On June 14, 2023, as part of a mass corporate restructuring at Bell Media, the company shut down 6 of their AM radio stations nationwide, including CKMX. The station ended regular programming at 9 a.m. that day, replaced with a looped message about the impending shutdown, which lasted until the completion of the sign-off.
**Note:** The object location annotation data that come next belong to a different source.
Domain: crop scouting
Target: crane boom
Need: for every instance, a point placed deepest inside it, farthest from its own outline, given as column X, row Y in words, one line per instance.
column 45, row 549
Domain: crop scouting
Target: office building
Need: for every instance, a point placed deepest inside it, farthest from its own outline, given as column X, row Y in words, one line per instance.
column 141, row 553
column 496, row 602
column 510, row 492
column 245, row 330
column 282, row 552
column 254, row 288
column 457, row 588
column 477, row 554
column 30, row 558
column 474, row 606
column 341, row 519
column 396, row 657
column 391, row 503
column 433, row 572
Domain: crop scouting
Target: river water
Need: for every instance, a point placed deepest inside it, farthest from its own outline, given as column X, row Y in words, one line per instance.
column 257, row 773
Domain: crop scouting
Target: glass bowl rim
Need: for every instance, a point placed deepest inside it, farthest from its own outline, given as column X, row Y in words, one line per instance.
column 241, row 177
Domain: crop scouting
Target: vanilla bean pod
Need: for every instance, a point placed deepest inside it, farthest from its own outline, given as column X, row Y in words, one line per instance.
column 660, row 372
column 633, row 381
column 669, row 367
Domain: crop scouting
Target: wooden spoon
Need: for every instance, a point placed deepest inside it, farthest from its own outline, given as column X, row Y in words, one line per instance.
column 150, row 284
In May 2024, Akash Broadcasting–owner of multilingual stations CKER-FM Edmonton and CJCN-FM Surrey—filed an application to acquire CKMX and Winnipeg sister station CFRW from Bell. While the application to acquire CFRW was approved, interveners believed the acquisition of CKMX would be detrimental to existing ethnic stations in Calgary, and the CRTC therefore denied the sale. The CRTC ruled that Akash's proposed acquisition of a commercial station "would have a limited impact on enhancing the diversity of the market", and noted that it had already issued calls for applications for a new radio station in Calgary that had encouraged applications from ethnic and First Nations broadcasters.

Both CKMX (mediumwave) and CFVP-SW's licences were revoked on May 28, 2026.

== Shortwave relay ==

CFVP was the full-time shortwave rebroadcaster of CKMX. CFVP broadcast at a power of 100 watts on 6.03 MHz in the 49 m shortwave band.

CFVP began in 1931 as a rebroadcaster to then-CFCN. Its license was renewed for a period between March 1, 2021 – August 31, 2027 along with CKMX. Nevertheless, the relay ceased broadcasting along with CFMX on June 14, 2023.